The development of the power business is still being driven by profits and demand whereas only Enel has put reducing emissions, greening its portfolio and improving its environmental, social and governance (ESG) score as a top priority. As bne IntelliNews reported in “The cost of carbon in Russia”, power generation is by far the largest source of greenhouse gas emissions and accounts for 47% of the total, against the global average of 37% for the sector. However, Russia’s power sector carbon emissions are actually down by a third from the 70s, but that has more to do with investment in more efficient technology to improve profits than it does with any concern over global warming.

So what makes the utilities so attractive? Analysts say the sector has five key pluses.

Firstly Russian utilities are growth stocks at a time when most of the rest of the Russian economy is stuck in the quagmire of stagnation. VTBC predicts that the profits of utilities should grow by 16% this year year-on-year as a result of the rising demand.

Secondly because of the crisis most utilities have striven to pay off expensive debt early and the sector is now underleveraged. That leaves more of the revenue stream free for investment even with existing capex plans. VTBC estimates utilities have a 16% free cash flow (FCF) yield of which only half is being used to pay dividends.

Thirdly the companies are either already paying out almost all of their FCF as dividends or their share prices are well below market averages with price-to-earnings ratio (p/e) of as little as 1.6x.

Fourthly the management of Russia’s utilities are becoming increasingly professional. That has partly been driven by the growing use of management incentive and share option programmes that tie the motivations of management to the improved performance of the company.

And finally the sector is becoming increasingly predictable. Over two thirds (71%) of generating company revenues are locked in with multi-year tariff agreements, while the capex in most has also been set in stone through to 2025. Even the energy prices have converged with fuel prices to increase the productivity of the companies’ income.

However, analysts argue that interest in Russian utilities is still underweight despite the increasingly generous deals on offer as the “Russia risk” still overshadows the investment stories.

“Leading Russian utility Unipro can serve as a good example: despite announcing an 11.4% per annum three-year dividend commitment, investors have broadly ignored the stock,” says Skylar. “That would be unimaginable on the DM stock markets, where utilities, with their sustainable, predictable cash flows and rich dividends, are the sweethearts of pension funds.”

This spotty interest has been made worse by the slow catch up many utilities are playing to investors’ growing concern with ESG factors. While the “E” in ESG is still the most important, other factors like gender equality in the management or a commitment to developing renewables have not been prominent and so investors have lost interest as scrutiny of their portfolios for ESG compliancy increases.

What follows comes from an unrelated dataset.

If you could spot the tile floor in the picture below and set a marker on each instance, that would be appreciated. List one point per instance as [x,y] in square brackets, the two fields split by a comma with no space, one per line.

Still, profits still count for most. While Scandinavian countries are now adopting strict rules for ESG compliance, elsewhere in Europe that is still minimal and there are no ESG restrictions on investors in London and New York.

The main risk to the sector is external shocks and currency fluctuations. However, here too the utilities are well protected. Thanks to their efforts to deleverage over the last few years most are cash rich  and many even boast negative debt as they have net deposits of cash on their books for the first time ever.